1.1  European  football  market  overview  

A football club is an entertainment company, with the aim of give a show, get sportive results and

satisfy the fans and the community; reaching high levels, this translates in make economic results,

otherwise the aims are unreachable. Moreover, given the large number of consumers (followers), it

arises the opportunity to make profits.

Each club competes to excel in its market, which is the league where it plays, but it is also allied

with all the other clubs of the same league in trying to build the best product possible, to improve

their product quality with respect to other championships in order to improve the total league

market share, and then each team will compete for a most valiant slice of that with its rivals/allies.

Limiting ourselves to professional football, the context in which a football firm operates is large,

our first objective is to identify it in order to have an idea of the market value.

To determine size and potentiality of a football company, whether it is a single club or a league,

incomes are very significant, since a greater availability of money translates in grater probability to

provide better services to the customers/fans and to hire better talents, there is a correlation along

with cost of the team and results.

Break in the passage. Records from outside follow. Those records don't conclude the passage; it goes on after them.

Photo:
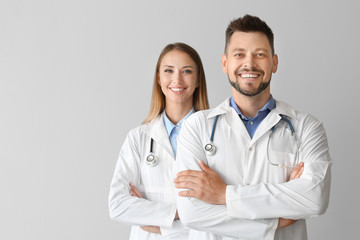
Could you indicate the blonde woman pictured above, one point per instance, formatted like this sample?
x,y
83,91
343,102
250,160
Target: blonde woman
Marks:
x,y
142,192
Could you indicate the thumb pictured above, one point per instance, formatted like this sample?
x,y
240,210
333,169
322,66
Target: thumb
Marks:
x,y
204,167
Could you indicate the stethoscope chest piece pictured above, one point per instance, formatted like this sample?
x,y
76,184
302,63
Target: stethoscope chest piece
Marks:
x,y
210,149
151,160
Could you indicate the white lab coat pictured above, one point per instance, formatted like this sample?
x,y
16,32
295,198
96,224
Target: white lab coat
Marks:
x,y
257,192
155,183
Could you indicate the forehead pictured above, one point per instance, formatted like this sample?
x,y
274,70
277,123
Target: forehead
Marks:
x,y
177,58
249,41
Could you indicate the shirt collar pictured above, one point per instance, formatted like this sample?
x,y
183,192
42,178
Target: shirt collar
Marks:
x,y
170,126
271,104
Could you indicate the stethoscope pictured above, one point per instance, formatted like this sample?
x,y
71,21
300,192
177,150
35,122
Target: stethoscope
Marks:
x,y
210,148
151,159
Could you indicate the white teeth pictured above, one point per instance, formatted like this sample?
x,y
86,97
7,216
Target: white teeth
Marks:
x,y
177,89
248,75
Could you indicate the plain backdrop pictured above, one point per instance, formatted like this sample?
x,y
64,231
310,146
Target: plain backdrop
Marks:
x,y
76,76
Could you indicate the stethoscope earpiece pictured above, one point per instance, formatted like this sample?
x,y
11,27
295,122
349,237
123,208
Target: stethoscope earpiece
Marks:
x,y
210,148
151,159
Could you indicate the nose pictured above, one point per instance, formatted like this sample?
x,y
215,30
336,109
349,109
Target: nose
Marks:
x,y
177,77
249,62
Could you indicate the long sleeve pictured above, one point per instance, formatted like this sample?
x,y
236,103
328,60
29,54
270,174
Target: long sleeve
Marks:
x,y
305,197
133,210
213,218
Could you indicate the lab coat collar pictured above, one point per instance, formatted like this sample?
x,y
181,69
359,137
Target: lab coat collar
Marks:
x,y
156,130
233,120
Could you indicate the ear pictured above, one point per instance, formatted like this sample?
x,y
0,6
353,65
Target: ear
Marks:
x,y
275,63
224,63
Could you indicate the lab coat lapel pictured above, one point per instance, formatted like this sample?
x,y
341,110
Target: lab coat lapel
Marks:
x,y
231,117
273,118
157,131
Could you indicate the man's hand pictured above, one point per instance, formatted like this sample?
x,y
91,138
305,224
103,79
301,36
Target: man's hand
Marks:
x,y
295,173
205,185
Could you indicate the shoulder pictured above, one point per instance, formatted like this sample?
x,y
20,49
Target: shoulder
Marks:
x,y
304,121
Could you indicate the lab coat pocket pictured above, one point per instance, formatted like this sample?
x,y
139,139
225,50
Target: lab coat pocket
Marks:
x,y
282,159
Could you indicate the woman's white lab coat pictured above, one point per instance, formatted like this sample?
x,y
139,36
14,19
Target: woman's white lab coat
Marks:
x,y
158,208
257,193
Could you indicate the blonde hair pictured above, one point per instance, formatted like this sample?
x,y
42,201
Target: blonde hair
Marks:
x,y
200,98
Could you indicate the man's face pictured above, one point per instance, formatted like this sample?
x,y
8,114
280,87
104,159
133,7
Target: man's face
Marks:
x,y
249,63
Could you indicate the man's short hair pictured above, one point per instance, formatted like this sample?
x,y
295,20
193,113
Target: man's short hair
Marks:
x,y
249,23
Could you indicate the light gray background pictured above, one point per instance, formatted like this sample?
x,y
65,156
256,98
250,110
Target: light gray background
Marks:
x,y
76,76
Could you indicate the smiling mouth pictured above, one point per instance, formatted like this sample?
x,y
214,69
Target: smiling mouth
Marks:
x,y
249,75
177,89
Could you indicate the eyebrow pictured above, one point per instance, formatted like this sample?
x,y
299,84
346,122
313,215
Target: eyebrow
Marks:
x,y
243,50
170,66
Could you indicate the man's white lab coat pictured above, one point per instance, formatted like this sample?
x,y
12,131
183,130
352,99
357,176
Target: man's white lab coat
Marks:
x,y
257,193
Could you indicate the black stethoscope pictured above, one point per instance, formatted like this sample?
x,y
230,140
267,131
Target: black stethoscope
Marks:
x,y
210,148
151,159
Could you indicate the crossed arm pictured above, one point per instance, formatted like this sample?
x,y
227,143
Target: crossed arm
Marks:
x,y
207,185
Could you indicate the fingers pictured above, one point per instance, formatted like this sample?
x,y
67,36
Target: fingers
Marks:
x,y
297,171
188,193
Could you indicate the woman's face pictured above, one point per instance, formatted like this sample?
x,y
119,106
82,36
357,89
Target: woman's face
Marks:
x,y
178,78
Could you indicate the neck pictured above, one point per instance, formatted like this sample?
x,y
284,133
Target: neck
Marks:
x,y
176,112
249,106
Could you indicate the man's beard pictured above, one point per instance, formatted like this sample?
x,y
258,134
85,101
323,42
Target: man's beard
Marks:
x,y
262,87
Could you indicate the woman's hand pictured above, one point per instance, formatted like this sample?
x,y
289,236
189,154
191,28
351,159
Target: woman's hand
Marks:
x,y
295,173
135,193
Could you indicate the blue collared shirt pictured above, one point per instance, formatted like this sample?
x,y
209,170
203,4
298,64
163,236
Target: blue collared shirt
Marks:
x,y
173,130
252,124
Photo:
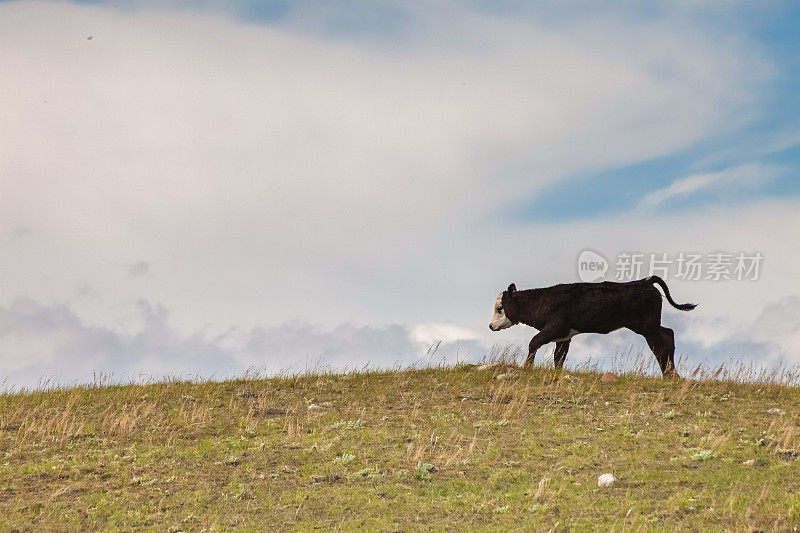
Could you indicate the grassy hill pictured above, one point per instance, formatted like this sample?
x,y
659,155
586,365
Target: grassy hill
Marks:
x,y
459,448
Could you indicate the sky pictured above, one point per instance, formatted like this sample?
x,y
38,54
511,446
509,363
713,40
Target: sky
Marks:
x,y
194,189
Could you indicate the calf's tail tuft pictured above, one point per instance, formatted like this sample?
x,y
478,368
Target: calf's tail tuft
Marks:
x,y
660,282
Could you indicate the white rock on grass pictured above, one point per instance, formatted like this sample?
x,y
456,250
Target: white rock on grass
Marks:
x,y
606,480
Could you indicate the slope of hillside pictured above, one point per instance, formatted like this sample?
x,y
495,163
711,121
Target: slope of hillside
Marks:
x,y
449,448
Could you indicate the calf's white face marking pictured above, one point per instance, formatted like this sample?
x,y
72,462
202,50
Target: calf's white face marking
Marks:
x,y
499,318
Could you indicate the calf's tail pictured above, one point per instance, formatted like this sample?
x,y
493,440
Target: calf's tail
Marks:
x,y
660,282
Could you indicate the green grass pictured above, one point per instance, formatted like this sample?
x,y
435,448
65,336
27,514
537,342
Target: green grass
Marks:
x,y
442,448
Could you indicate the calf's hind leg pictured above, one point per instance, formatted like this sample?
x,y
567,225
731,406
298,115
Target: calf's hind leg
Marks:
x,y
669,346
663,346
560,355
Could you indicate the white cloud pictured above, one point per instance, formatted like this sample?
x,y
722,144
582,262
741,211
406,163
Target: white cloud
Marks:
x,y
730,180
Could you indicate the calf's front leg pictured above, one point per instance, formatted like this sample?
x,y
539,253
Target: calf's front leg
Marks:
x,y
551,332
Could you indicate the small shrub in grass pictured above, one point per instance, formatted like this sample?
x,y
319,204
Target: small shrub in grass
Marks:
x,y
703,455
346,458
422,472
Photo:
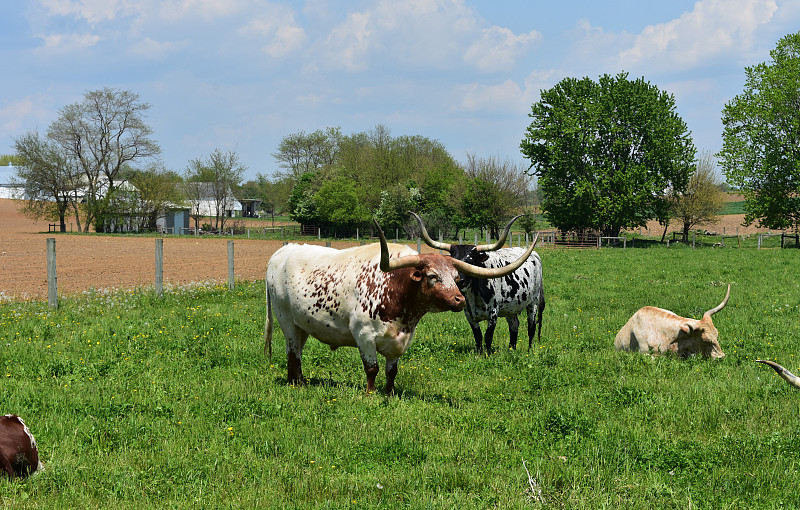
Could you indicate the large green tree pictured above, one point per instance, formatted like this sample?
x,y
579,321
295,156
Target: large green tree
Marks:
x,y
495,190
761,138
606,152
50,178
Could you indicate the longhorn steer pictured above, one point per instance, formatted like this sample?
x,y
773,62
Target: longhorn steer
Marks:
x,y
370,297
19,455
655,330
503,297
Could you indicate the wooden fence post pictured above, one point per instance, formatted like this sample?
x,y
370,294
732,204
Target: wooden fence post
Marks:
x,y
159,267
52,279
230,265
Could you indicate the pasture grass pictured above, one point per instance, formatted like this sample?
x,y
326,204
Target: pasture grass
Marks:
x,y
145,402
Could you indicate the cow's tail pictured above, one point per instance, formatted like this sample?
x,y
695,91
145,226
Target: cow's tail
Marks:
x,y
269,323
785,374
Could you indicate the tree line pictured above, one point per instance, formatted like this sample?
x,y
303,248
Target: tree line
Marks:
x,y
608,155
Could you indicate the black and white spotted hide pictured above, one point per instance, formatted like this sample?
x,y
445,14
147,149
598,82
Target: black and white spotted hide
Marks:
x,y
504,297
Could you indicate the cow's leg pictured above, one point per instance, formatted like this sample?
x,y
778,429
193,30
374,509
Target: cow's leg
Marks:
x,y
513,330
369,357
489,336
295,341
533,313
476,332
391,373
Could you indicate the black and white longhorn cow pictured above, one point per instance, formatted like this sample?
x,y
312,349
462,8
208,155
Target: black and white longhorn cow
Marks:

In the next paragraphs, we’ll try to calculate how strong is it.

Moreover, new regulations of Financial fair play guarantee that a club should be in equilibrium

between what it gains and what it spends (with a tolerance range in these first years from

application), compliance with this law would mean no more exceptional investments in human

resources from willing owners, so even more focus on how to improve incomes; that’s why we are

starting talking about revenues which will remain a core indicator to value a club.

Let’s start with a general overview of the European football industry.

According to Deloitte researches’ results, football market is continuously increasing all around the

world. In this work we’ll consider only European clubs and leagues, because they are stronger

correlated to Italian leagues and clubs as they have to share incomes from the same competitions

and satisfy similar target of customers/supporters, moreover they include the biggest clubs and

leagues in the world, in terms of revenues and market share (in terms of number of customers/fans

served).

Just to know, the first non-European league in terms of aggregate revenues is the Brazilian one,

with approximately 800M€ of turnover in 2012, globally it was the 6th league in terms of incomes

after five Europeans.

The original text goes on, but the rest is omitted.